Operation extremely regretful is in full effect
Don't worry about it. I've taken so much Plan B, my uterus is purely for show now.
After we hooked up, he left the room and no one has seen him since last night. That kid redefined hit it and quit it.
Found a dirty envelope on my seat w ur name and $122.50 written on the front. Nothing inside but what looks like dirty pine needles
the repo guy said it was the first time he'd ever started to repo a car with someone fucking inside of it. he might have said 'doing it' instead.
Btw after this weekend the chipndales costume has a 125% success rate.
In case you were wondering, taking me to see beauty and the beast in theaters would totally get you an unsolicited sloppy beej in the parking lot afterwards.
You should probably take note of that and make it happen.

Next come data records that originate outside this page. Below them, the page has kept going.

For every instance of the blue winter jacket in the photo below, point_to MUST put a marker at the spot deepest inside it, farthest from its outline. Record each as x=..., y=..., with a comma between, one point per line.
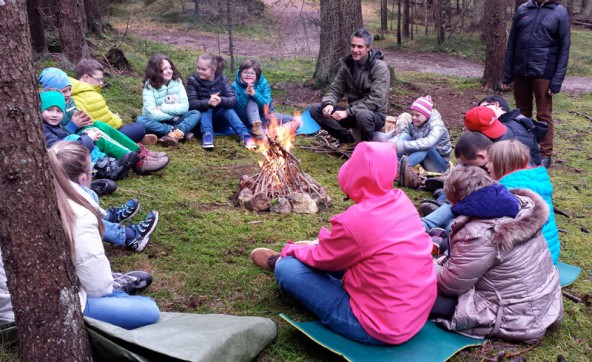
x=262, y=95
x=538, y=45
x=537, y=179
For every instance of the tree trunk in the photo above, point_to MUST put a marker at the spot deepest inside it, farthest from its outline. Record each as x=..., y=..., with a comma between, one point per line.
x=495, y=43
x=40, y=274
x=71, y=32
x=406, y=32
x=36, y=27
x=230, y=37
x=339, y=19
x=383, y=15
x=94, y=23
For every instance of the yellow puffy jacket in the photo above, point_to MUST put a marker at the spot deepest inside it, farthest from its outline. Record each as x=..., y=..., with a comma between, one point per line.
x=88, y=98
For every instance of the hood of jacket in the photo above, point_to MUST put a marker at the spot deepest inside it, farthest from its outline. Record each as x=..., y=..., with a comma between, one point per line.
x=509, y=232
x=370, y=172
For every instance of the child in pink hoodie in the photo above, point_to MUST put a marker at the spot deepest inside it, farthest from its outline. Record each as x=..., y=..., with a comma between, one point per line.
x=371, y=278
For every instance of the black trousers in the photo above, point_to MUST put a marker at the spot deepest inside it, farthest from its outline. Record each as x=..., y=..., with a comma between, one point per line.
x=366, y=121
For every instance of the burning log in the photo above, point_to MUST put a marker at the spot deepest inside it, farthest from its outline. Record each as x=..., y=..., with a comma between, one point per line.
x=281, y=179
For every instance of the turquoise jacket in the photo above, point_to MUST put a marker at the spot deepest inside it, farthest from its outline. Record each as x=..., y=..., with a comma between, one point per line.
x=537, y=179
x=262, y=95
x=177, y=103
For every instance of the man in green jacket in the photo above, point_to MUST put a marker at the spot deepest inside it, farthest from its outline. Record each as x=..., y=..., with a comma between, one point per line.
x=364, y=80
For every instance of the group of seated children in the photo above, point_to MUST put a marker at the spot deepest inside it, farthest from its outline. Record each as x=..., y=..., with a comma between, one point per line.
x=376, y=282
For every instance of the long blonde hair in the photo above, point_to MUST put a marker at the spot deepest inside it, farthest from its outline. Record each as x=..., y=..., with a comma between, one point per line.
x=507, y=156
x=67, y=161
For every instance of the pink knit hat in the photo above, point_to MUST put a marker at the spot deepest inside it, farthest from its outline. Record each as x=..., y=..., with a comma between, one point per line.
x=423, y=105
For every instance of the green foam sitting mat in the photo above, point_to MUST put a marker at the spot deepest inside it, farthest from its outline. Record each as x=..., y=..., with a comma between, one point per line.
x=567, y=273
x=183, y=337
x=431, y=344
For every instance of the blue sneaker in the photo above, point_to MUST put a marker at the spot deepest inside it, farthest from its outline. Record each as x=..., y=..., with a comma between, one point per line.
x=207, y=140
x=123, y=212
x=143, y=231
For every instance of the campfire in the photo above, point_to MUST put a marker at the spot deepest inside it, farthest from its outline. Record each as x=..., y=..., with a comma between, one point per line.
x=281, y=185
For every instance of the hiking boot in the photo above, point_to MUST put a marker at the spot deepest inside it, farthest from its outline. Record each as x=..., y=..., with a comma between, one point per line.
x=257, y=129
x=407, y=176
x=149, y=140
x=103, y=186
x=168, y=141
x=149, y=164
x=143, y=231
x=433, y=183
x=207, y=140
x=248, y=142
x=176, y=134
x=123, y=212
x=189, y=137
x=131, y=282
x=109, y=168
x=427, y=206
x=143, y=152
x=265, y=258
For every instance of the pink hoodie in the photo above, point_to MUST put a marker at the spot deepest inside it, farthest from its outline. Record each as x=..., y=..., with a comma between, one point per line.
x=382, y=245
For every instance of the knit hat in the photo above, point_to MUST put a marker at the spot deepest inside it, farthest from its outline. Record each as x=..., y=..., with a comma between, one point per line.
x=482, y=119
x=423, y=105
x=52, y=99
x=53, y=78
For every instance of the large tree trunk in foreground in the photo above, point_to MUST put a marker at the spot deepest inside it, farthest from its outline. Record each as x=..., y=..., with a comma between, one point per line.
x=41, y=277
x=72, y=31
x=36, y=27
x=494, y=32
x=339, y=19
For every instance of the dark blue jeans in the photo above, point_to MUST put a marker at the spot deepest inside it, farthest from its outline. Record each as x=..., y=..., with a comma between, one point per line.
x=220, y=115
x=323, y=294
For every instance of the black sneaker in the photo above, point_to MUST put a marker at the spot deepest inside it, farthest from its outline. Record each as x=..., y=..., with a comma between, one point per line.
x=103, y=186
x=124, y=212
x=143, y=231
x=131, y=282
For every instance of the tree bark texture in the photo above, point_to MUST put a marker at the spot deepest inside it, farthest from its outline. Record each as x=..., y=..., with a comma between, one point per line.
x=72, y=32
x=41, y=277
x=494, y=32
x=36, y=27
x=94, y=22
x=339, y=19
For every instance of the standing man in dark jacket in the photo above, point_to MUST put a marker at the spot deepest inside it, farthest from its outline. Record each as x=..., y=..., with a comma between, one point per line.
x=536, y=61
x=365, y=80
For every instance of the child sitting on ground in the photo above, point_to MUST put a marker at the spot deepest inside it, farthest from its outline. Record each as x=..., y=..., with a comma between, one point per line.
x=371, y=278
x=499, y=280
x=166, y=109
x=209, y=92
x=110, y=141
x=100, y=297
x=134, y=237
x=52, y=112
x=424, y=141
x=86, y=93
x=253, y=95
x=508, y=163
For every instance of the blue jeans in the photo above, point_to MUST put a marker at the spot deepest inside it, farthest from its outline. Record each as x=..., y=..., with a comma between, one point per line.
x=219, y=116
x=430, y=159
x=134, y=131
x=323, y=294
x=114, y=233
x=186, y=123
x=123, y=310
x=442, y=217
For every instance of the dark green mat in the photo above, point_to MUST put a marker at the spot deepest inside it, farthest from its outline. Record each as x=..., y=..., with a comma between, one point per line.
x=430, y=344
x=567, y=273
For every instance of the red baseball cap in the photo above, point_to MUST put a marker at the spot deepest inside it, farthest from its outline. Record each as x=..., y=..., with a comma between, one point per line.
x=482, y=119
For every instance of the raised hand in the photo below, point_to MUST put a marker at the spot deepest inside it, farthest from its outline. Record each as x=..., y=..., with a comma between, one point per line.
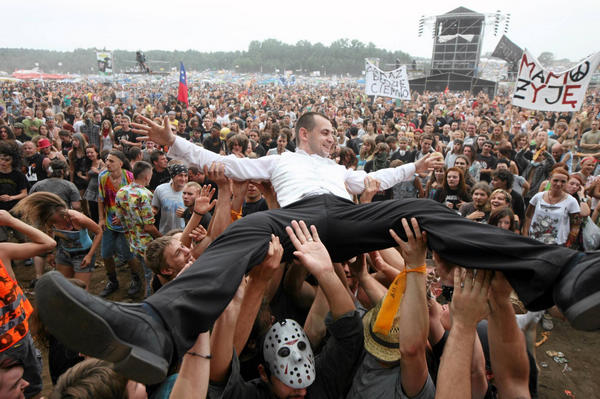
x=161, y=135
x=309, y=248
x=203, y=202
x=415, y=248
x=216, y=173
x=371, y=188
x=470, y=299
x=265, y=270
x=429, y=162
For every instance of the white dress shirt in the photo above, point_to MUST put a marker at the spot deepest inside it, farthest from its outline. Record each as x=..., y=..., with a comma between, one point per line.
x=294, y=175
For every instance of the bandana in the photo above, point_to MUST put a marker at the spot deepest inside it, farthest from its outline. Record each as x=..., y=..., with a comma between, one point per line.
x=288, y=354
x=177, y=169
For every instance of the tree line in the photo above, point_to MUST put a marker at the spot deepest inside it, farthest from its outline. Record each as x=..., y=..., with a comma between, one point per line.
x=341, y=57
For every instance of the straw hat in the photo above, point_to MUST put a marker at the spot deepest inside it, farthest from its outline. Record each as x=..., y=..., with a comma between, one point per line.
x=384, y=347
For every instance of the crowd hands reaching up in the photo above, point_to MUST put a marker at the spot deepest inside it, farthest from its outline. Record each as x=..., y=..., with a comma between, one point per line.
x=89, y=167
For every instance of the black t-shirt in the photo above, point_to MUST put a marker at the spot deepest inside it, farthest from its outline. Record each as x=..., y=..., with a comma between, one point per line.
x=12, y=184
x=253, y=207
x=212, y=144
x=158, y=178
x=34, y=170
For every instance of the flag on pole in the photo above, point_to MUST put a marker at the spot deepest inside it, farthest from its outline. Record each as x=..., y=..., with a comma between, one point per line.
x=182, y=94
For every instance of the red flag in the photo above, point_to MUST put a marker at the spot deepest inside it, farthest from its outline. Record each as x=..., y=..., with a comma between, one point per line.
x=182, y=94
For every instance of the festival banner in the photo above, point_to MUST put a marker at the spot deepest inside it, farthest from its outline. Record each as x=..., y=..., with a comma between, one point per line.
x=104, y=59
x=393, y=84
x=544, y=90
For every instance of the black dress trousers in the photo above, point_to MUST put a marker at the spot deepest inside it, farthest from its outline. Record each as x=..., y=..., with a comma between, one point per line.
x=192, y=302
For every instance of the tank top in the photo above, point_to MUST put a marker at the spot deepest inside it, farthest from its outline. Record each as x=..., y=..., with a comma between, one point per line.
x=15, y=310
x=72, y=241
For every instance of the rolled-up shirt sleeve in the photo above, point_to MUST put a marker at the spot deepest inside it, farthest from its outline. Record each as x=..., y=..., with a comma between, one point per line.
x=235, y=168
x=388, y=177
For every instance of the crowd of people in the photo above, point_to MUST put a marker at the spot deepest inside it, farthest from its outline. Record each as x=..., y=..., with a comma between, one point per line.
x=89, y=178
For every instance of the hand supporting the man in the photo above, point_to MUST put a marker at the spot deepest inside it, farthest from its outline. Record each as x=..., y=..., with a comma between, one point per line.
x=150, y=130
x=314, y=256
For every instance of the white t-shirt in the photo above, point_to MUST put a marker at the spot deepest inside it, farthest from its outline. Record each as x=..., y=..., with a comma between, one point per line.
x=550, y=222
x=168, y=201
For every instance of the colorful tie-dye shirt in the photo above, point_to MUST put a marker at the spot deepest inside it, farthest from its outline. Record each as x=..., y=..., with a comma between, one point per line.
x=107, y=194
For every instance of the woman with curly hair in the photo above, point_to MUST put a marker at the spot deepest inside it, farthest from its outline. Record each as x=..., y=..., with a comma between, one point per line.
x=454, y=191
x=76, y=251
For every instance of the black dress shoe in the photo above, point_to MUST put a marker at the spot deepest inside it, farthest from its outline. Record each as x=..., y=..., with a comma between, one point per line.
x=111, y=287
x=134, y=287
x=137, y=344
x=577, y=293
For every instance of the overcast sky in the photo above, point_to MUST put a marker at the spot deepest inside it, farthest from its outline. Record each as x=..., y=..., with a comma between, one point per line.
x=568, y=29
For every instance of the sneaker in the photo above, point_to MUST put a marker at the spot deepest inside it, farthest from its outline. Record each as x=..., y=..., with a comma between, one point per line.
x=134, y=287
x=547, y=323
x=111, y=287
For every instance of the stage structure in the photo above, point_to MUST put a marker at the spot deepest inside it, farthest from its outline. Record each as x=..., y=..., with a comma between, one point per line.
x=457, y=39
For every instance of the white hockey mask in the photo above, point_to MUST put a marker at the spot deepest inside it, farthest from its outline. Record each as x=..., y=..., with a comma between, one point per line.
x=288, y=354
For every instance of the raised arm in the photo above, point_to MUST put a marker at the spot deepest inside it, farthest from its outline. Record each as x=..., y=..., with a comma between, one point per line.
x=314, y=256
x=508, y=355
x=191, y=154
x=39, y=244
x=413, y=310
x=389, y=177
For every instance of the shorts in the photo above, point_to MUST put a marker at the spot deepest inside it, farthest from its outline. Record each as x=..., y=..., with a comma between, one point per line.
x=74, y=260
x=115, y=243
x=26, y=352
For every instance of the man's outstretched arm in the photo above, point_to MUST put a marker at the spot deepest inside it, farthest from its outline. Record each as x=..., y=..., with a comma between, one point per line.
x=389, y=177
x=236, y=168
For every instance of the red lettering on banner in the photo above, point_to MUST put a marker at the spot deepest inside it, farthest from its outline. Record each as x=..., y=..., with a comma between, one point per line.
x=525, y=61
x=535, y=90
x=552, y=75
x=572, y=103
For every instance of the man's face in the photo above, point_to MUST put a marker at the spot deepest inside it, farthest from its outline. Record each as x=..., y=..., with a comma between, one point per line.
x=29, y=149
x=113, y=163
x=426, y=145
x=189, y=195
x=498, y=183
x=12, y=383
x=471, y=130
x=281, y=142
x=320, y=138
x=179, y=181
x=177, y=255
x=452, y=178
x=162, y=161
x=253, y=193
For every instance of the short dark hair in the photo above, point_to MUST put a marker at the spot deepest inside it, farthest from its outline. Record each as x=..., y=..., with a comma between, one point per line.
x=133, y=153
x=58, y=167
x=11, y=149
x=505, y=176
x=140, y=168
x=308, y=122
x=155, y=155
x=119, y=154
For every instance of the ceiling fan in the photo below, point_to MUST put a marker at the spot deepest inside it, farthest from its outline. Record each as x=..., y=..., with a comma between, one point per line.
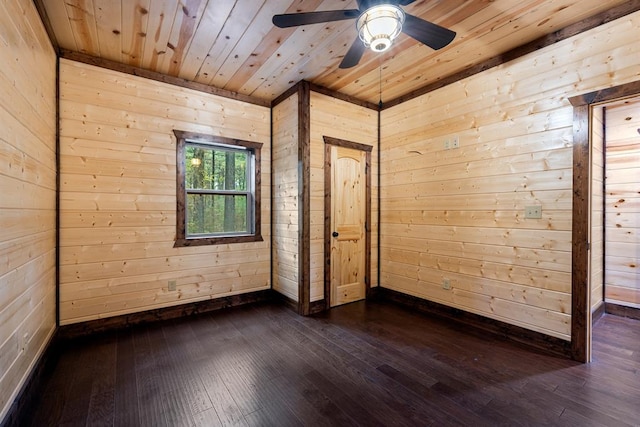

Happy heartbreak day....you got chocolates, I'm eating them/ throwing them out the window at passing couples
Expect nothing less than me teaching them how to do shots and put condoms on
We won 11 games of beer pong, and then I spent a half hour trying to get into the top bunk. Then i realized it was a cabinet in the bathroom
I mean, "boo" isn't the appropriate response to someone dying...
Was having relations of the behind variety with my girlfriend. Based on where we were at I could see myself in the bathroom mirror. You know I did the Patrick Bateman point and wink at the mirror and turned on sissudio by Phil Collins.
Typically a man doesn't buy a woman a drink in hopes of her laughing at his penis, but no one said I was normal.
There's a point in life when you've got to take dick like a big girl.